An aspiring footballer who was partially blinded after being viciously attacked by a group of youths outside a school has been picked to carry the Olympic flame.

Jay Beckford, from Streatham, will join one of 116 teams carrying the torch from Stoke Mandeville to the Paralympic Games in London in August.

The trainee football coach, who is now 32, was born with brain damage which left him temporarily blind until the age of three- but then completely lost sight in his left eye after being assaulted outside Dunraven School aged 16.

The dad-of-one ended up on the streets for four years while he struggled to come to terms with his impaired vision.

He said: “Those years of my life were bleak. I just wound up being really down.
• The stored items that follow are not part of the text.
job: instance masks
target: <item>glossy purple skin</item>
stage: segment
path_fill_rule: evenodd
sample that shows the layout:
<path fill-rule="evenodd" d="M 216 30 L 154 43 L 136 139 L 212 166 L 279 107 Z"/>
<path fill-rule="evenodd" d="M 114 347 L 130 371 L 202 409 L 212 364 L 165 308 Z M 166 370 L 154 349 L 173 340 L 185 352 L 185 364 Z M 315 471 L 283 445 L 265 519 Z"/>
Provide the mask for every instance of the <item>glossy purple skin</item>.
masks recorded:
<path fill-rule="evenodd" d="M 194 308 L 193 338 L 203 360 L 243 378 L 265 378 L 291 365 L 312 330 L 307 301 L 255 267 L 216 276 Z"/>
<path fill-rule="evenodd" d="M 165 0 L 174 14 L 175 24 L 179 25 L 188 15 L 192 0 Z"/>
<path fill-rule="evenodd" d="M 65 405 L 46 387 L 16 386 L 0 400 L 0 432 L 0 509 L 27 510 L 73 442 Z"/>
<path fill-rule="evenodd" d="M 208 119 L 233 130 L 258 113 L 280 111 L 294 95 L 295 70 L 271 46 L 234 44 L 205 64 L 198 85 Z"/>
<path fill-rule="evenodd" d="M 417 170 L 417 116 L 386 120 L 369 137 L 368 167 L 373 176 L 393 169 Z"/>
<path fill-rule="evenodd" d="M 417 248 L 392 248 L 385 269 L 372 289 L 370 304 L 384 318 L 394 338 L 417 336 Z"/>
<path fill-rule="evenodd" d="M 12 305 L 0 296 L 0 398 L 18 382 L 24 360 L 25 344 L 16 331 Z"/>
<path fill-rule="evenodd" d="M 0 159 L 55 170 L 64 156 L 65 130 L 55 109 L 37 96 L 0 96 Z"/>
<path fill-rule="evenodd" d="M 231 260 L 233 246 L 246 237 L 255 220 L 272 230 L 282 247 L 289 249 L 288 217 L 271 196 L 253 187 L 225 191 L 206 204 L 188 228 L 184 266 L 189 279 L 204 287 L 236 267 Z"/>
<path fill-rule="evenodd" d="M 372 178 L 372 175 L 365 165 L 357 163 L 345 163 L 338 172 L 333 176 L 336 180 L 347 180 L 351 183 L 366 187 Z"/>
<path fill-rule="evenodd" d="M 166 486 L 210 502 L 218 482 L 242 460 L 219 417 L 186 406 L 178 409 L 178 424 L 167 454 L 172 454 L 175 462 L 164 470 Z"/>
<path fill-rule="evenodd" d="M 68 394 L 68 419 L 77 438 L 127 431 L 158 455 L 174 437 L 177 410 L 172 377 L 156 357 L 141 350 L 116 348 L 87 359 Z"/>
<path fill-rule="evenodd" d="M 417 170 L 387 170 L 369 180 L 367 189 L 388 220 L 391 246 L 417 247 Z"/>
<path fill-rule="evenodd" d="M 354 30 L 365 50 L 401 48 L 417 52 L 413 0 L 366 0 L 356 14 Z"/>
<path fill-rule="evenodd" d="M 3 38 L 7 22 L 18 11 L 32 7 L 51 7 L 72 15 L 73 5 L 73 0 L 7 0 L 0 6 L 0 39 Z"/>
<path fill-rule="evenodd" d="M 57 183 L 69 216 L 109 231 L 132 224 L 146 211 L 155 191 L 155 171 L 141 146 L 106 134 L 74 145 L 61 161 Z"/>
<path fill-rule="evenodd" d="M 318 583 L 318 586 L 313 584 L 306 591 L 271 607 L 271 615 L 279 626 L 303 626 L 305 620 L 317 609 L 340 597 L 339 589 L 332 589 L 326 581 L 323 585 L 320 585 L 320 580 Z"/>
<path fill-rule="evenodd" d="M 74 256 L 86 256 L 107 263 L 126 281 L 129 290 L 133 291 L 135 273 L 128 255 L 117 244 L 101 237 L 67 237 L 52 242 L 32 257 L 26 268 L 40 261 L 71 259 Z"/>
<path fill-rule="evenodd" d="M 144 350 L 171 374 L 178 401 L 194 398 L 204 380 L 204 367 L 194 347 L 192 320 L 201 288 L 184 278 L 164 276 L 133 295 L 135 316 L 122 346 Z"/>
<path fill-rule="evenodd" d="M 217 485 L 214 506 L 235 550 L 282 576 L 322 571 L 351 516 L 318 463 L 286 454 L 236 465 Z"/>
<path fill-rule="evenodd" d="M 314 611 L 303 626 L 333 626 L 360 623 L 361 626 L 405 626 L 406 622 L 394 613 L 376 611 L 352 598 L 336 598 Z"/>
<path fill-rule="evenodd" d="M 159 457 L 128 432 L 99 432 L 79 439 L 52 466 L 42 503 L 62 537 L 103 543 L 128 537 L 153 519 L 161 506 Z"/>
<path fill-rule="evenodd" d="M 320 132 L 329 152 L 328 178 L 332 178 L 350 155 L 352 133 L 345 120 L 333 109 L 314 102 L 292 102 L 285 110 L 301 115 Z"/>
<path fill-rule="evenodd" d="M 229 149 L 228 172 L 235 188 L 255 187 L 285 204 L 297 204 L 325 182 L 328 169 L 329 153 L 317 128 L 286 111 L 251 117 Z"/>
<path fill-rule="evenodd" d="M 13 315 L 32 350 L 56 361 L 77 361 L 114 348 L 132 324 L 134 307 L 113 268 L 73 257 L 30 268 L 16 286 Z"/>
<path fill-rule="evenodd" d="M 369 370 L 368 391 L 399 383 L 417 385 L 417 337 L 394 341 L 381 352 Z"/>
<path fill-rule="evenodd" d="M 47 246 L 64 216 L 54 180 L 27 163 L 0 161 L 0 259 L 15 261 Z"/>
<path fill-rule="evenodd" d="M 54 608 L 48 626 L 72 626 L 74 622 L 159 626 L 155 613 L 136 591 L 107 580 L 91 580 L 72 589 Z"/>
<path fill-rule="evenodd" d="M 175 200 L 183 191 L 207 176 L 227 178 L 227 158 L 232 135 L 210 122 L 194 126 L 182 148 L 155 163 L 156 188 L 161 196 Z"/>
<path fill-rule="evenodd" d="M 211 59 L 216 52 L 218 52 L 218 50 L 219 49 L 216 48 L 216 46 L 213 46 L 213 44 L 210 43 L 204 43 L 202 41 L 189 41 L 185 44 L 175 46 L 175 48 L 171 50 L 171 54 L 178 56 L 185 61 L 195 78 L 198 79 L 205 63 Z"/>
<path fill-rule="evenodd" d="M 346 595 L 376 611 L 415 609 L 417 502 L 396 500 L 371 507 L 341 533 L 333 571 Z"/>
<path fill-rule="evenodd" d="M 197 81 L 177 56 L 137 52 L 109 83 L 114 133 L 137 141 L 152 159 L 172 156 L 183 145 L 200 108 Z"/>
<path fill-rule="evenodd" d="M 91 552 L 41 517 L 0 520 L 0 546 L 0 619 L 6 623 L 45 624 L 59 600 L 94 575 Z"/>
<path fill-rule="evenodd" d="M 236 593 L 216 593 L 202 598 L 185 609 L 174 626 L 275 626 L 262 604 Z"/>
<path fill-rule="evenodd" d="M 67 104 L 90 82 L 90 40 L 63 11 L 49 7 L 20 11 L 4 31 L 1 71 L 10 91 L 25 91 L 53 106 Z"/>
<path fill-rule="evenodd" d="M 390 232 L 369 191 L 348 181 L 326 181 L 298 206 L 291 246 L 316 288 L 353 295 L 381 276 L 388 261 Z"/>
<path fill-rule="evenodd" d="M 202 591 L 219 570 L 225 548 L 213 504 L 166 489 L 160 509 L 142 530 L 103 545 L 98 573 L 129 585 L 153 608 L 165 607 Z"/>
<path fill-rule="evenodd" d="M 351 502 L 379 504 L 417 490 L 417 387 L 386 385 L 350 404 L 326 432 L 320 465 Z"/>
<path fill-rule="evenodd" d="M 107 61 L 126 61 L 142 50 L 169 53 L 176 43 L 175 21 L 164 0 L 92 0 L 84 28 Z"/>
“Football was my love and everybody used to say ‘You cannot do it because you cannot see’. When I lost my eyesight I could not play anymore.”

But after meeting a social worker from charity Action for Blind, he was put in touch with the Chelsea Community Foundation, which coaches footballers with disabilities.

He now trains regularly with the team and has achieved his Level 1 coaching badge.

Mr Beckford, who now lives in East Dulwich, said: “They changed my life around. Losing the sight in one eye made my whole life coming crashing down.

“Until I was 20 my life was so terrible I just wanted to forget it. But it’s so great and I have a beautiful girlfriend and son. I never thought this would happen to me – I always thought my life was going to be bleak.

“I can’t thank the club and the charity enough, and now I’ve been chosen to be a torchbearer – I can’t believe it. I am so honoured, and so proud.”